I have a small client, who literally, uses the client’s suggestion box to store the day’s income. It is the “secure and unexpected” place where the clerks leave him the money. Sure it is good to treasure ideas as money, but the thing is the suggestion box is merely representative. Since nobody uses it, it is an excellent hide out!

Suggestion boxes are good for giving confidence for anonymous internal information but I am highly critical about them, probably because most of the time I’ve seen them as a “get out of the way” solution. For external information (clients, users, suppliers), often they comment or complain directly to the personnel and few are the ones that actually get a pen a write their opinion on the spot. Suggestion boxes do not work when employees or clients have no trust that their idea is going to be promptly reviewed and taken into account. Suggestion boxes can actually kill innovation if not used correctly and with other alternatives.

If you are using a suggestion box, think of the following:

  • Is it really an effective tool? See if employees and clients are using it correctly, with good ideas now and then, and not using it for rumors, gossip, and even pranks… or not using it at all. Make sure it is visible and in good conditions (not dusty as most of them).
  • Be sure you have a process created to pick up and review ideas, with a quick response. There must be people responsible for the process and the follow-up throughout the entire organization.
  • Take action accordingly, if someone submitted a positive idea, make everybody see the results . If negative (such as an anonymous co-worker complaint) investigate with privacy.
  • Encourage its use with prices such as “the best idea of the month” or some kind of motivation that shows you do care about the suggestion box.

Also, try to considering other alternatives that can be done all together:

  • Many employees express their opinion better with up-front evaluations, for example, asking directly what they think about a process or their job. Include suggestions in your periodical evaluations. There can also be anonymous ways of giving information through evaluations. For clients, do post-service evaluations.
  • Try new media, maybe internal networks, innovation software or collaboration spaces on internet that allow submitting ideas (and even generating).

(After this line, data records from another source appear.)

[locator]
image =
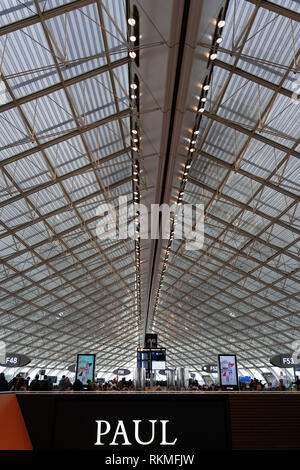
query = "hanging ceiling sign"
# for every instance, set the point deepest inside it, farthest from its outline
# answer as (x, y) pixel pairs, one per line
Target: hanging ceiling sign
(284, 361)
(121, 372)
(15, 360)
(210, 368)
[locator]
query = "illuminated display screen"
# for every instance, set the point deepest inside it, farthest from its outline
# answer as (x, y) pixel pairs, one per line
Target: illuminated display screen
(85, 367)
(228, 370)
(151, 359)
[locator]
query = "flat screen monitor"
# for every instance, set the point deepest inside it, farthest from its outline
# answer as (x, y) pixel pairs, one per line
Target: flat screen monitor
(85, 367)
(158, 359)
(245, 380)
(228, 371)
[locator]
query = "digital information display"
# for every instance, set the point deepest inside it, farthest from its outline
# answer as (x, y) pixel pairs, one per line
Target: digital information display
(228, 371)
(151, 359)
(85, 367)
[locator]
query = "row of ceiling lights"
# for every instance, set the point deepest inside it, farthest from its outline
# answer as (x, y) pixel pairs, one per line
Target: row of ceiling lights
(135, 145)
(217, 39)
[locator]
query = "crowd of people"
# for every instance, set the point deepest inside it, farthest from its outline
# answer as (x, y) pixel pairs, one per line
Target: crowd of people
(44, 384)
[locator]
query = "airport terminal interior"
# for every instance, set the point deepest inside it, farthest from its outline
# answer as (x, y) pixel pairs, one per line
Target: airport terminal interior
(149, 196)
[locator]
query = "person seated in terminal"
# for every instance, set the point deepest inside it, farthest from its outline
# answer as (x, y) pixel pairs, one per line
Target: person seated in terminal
(44, 384)
(64, 384)
(35, 384)
(282, 387)
(3, 383)
(12, 383)
(78, 386)
(27, 382)
(92, 386)
(50, 384)
(297, 383)
(21, 385)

For external suggestions, look up “open innovation”, that will be a matter for another post.
  • Make sure employees feel confident in using proper ways of personally presenting an idea according to your processes and structure. Employees must not be afraid or adverse in talking to their boss or higher-levels about a new project. If they are, then something is going wrong. Same works for external suggestions through a customer service department.
  • Make sure you also have collective personal spaces for submitting ideas, for example creative sessions, internal focus groups or even brainstorming sessions. When someone feels they have a good idea they probably want credit for it (and don’t want to be anonymous). Sometimes saying it privately to a superior is not proper (the other can take credit for it, or maybe there is personal or professional adversity). Create the spaces for people to give their ideas to a group, and for others to build upon them. Some companies even do innovation camp-outs.

What do your employees and clients think about your suggestion box? (maybe they have suggestions for the suggestion box!)